Issues affecting data confidentiality and integrity
A vulnerability in fine-tuning-based large language model (LLM) unlearning allows malicious actors to craft manipulated forgetting requests. By subtly increasing the frequency of common benign tokens within the forgetting data, the attacker can cause the unlearned model to exhibit unintended unlearning behaviors when these benign tokens appear in normal user prompts, leading to a degradation of model utility for legitimate users. This occurs because existing unlearning methods fail to effectively distinguish between benign tokens and those truly related to the target knowledge being unlearned.
DNA language models, such as the Evo series, are vulnerable to jailbreak attacks that coerce the generation of DNA sequences with high homology to known human pathogens. The GeneBreaker framework demonstrates this by using a combination of carefully crafted prompts leveraging high-homology non-pathogenic sequences and a beam search guided by pathogenicity prediction models (e.g., PathoLM) and log-probability heuristics.

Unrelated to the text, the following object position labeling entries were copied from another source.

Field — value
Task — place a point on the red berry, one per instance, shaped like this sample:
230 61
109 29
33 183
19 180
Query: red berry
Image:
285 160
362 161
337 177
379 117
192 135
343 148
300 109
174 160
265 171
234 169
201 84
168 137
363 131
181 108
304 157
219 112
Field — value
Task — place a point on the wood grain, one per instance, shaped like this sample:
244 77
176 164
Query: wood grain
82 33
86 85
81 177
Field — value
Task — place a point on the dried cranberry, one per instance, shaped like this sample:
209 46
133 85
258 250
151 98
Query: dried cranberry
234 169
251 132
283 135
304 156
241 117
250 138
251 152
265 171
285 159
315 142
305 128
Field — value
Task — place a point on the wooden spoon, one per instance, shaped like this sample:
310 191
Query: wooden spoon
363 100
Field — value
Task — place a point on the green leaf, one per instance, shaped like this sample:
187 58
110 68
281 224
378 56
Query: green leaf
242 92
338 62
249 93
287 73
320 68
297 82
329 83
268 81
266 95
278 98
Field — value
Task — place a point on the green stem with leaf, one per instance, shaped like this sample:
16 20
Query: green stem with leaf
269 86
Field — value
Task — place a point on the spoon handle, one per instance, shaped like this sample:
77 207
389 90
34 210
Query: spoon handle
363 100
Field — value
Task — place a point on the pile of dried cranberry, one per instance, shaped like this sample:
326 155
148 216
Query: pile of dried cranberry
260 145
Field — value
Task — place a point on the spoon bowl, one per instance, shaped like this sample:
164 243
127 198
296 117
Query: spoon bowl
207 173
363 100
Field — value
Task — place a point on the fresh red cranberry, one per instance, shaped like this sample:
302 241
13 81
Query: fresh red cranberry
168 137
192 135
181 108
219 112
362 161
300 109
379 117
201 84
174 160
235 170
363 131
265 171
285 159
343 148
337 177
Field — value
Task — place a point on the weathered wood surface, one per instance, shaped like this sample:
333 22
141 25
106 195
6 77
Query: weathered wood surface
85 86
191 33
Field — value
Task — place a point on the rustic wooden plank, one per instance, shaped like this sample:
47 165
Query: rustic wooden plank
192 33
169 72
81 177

This allows bypassing safety mechanisms and generating sequences exceeding 90% similarity to target pathogens.
Large Language Models (LLMs) are vulnerable to a novel privacy jailbreak attack, dubbed PIG (Privacy Jailbreak Attack on LLMs via Gradient-based Iterative In-Context Optimization). PIG leverages in-context learning and gradient-based iterative optimization to extract Personally Identifiable Information (PII) from LLMs, bypassing built-in safety mechanisms. The attack iteratively refines a crafted prompt based on gradient information, focusing on tokens related to PII entities, thereby increasing the likelihood of successful PII extraction.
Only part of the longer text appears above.